接遇・コミュニケーションの指導は「先のばししない」
接遇・コミュニケーションを指導する時のポイントは、「問題が起こった直後に正しい方法をアドバイスすること」にあります。新人療法士の立場からすると、問題を起こした直後は危機感が強く、バイザーが与える反省点や対処方法のアドバイスを受け入れやすくなっています。しかし、直後の指導ができないまま時間が経過してしまうと、問題意識も低下し、バイザーがフィードバックをおこなっても新人療法士の言動を修正できなくなるでしょう。
理学療法士・作業療法士は、学校や養成校で、接遇・コミュニケーションについて学ぶ機会が少ないため、課題も多いものです。バイザーとして、問題が起こるごとにひとつずつ正しい方法を指導しましょう。
治療技術は患者さんのフォローを通じて指導する
治療技術を指導するには、新人療法士と患者さんをフォロー(治療代行)する機会を利用するとよいでしょう。近くで見たり、話を聞いたりするよりも、実際に代行することで、新人が治療業務で抱える課題を知ることができます。
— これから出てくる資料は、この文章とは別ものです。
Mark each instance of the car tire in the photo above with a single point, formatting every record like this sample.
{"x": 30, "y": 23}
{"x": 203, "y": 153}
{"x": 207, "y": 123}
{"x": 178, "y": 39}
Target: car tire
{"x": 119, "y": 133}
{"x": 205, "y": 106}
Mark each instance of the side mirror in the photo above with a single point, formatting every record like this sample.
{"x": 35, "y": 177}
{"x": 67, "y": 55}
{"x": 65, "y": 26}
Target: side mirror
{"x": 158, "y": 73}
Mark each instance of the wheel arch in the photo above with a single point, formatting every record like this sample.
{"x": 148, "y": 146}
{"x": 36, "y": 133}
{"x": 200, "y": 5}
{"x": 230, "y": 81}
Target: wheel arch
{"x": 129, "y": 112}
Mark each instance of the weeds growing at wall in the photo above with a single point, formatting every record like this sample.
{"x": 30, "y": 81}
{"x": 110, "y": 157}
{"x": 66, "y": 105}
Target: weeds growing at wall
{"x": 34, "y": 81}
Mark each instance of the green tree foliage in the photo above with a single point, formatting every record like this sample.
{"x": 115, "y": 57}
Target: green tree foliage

リハビリがうまく進んでいないケースでは、たとえば、関節の動かし方、声かけの仕方、訓練時の介助方法など、治療方法になんらかの問題がある可能性が高いでしょう。バイザーはフォローを通じて新人療法士の問題を把握しながら、不足している治療技術を指導する必要があります。
また、バイザーが自分の担当患者さんを新人療法士にフォローさせてみるのも一案です。新人療法士として、先輩療法士がおこなっている治療内容を再現することで学びが深まります。うまく再現できたこと、できなかったことを共有できると、治療技術に関する課題も見えやすくなるでしょう。
新人指導について、他の療法士と情報を共有する
理学療法士・作業療法士の場合、新人療法士はバイザーよりも他の療法士と一緒に仕事をする機会が多くなります。
バイザーが見聞きしているのは、新人療法士がおこなっている仕事の一面に過ぎません。そのため、バイザーは普段はわからない新人療法士の状況について、自分から周囲のスタッフに聴取する必要があります。もしも、バイザーに見えている部分だけで新人療法士を評価したり指導したりしてしまうと、「あのバイザーは何も理解してくれない」と思われ、お互いの信頼関係が崩れてしまうことにもなりかねません。新人指導は他の療法士と情報を共有し、職場のスタッフとも協力しながらおこなうようにしましょう。
まとめ
新人が理学療法士・作業療法士として患者さんを支援するには、「接遇・コミュニケーション」「治療技術」の教育が欠かせません。バイザーと新人療法士は、問題や課題を共有しながら臨床スキルを高めるもの。教育には時間や労力がかかって当然です。しかし、そうした過程を経て、新人がスキルアップしていく様子を見られるのもバイザーの特権といえるでしょう。きっと新人の成長に達成感を得られるはずです。バイザーとして、患者さんから信頼される療法士の育成に向けて、継続的な指導をおこなっていきましょう。